Pour faciliter l’approvisionnement des navires de commerce se rendant sur les côtes africaines, le ministre de la Guerre a fait installer en 1855, à la manufacture impériale d’armes de Châtellerault, un atelier de transformation des fusils à silex hors de service en armes de troque. Devant l’importance des demandes qui ne cessent d’augmenter au fil des années et à cause de l’éloignement géographique de la MAC vis-à-vis du port de Marseille, il est décidé, le 13 juin 1857, d’installer un atelier semblable à la manufacture impériale d’armes de Saint-Etienne.
Le capitaine Philibert est désigné pour suivre une formation à Châtellerault sur ce travail pour superviser le montage de l’atelier à Saint-Etienne. Le contrôleur d’armes Close l’accompagnera pour apprendre les réparations faites aux armes blanches mais aussi le travail relatif aux armes de troque puisqu’il devra surveiller ces opérations à son retour à Saint-Etienne.(réparations de pièces cassées ou manquantes, entures au bois de monture, mise en couleur, laitonnage des garnitures, etc.).
Une première commande en juin 1857. La direction de l’artillerie de Besançon envoie 137 mousquetons de gendarmerie modèle 1825 et An 9 à silex afin de les faire transformer et réparer à l’aide de pièces de rebut.
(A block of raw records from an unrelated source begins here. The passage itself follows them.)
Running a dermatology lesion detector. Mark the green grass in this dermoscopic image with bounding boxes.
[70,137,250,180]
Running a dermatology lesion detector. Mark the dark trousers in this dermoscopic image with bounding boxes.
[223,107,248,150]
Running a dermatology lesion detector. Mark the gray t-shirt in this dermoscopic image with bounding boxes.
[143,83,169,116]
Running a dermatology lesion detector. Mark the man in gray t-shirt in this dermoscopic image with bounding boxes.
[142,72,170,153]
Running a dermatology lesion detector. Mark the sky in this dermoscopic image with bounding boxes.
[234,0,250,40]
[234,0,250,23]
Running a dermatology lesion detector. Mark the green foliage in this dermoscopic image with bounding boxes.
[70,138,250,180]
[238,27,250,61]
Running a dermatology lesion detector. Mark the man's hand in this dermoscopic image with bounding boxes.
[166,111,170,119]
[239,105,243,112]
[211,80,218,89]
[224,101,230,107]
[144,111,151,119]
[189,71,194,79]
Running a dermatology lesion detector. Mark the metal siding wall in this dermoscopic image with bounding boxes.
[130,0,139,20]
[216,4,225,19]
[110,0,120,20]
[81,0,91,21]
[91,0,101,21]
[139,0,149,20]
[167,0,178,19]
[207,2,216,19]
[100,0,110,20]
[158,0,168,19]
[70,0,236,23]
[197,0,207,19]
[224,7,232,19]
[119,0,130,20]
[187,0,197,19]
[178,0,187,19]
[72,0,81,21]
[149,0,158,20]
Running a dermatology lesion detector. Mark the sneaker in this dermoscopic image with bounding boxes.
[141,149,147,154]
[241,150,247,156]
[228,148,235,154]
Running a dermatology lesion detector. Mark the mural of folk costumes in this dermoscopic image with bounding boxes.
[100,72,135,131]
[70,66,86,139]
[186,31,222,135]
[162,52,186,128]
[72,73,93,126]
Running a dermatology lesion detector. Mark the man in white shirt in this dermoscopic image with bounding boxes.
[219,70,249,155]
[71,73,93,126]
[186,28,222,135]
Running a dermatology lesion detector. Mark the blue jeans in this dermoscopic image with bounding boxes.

S’il manque des baïonnettes, il faut ajuster soit des exemplaires rebutés, soit des modèles 1816. Les archives semblent lacunaires concernant cette activité.
En avril 1859, 650 carabines pour le Vice roi d’Égypte ayant les caractéristiques suivantes :
Aussitôt que vous aurez pris d’une manière exacte les dimensions du canon et que vous aurez fabriqué une hausse type, vous enverrez ces 2 pièces à Mutzig.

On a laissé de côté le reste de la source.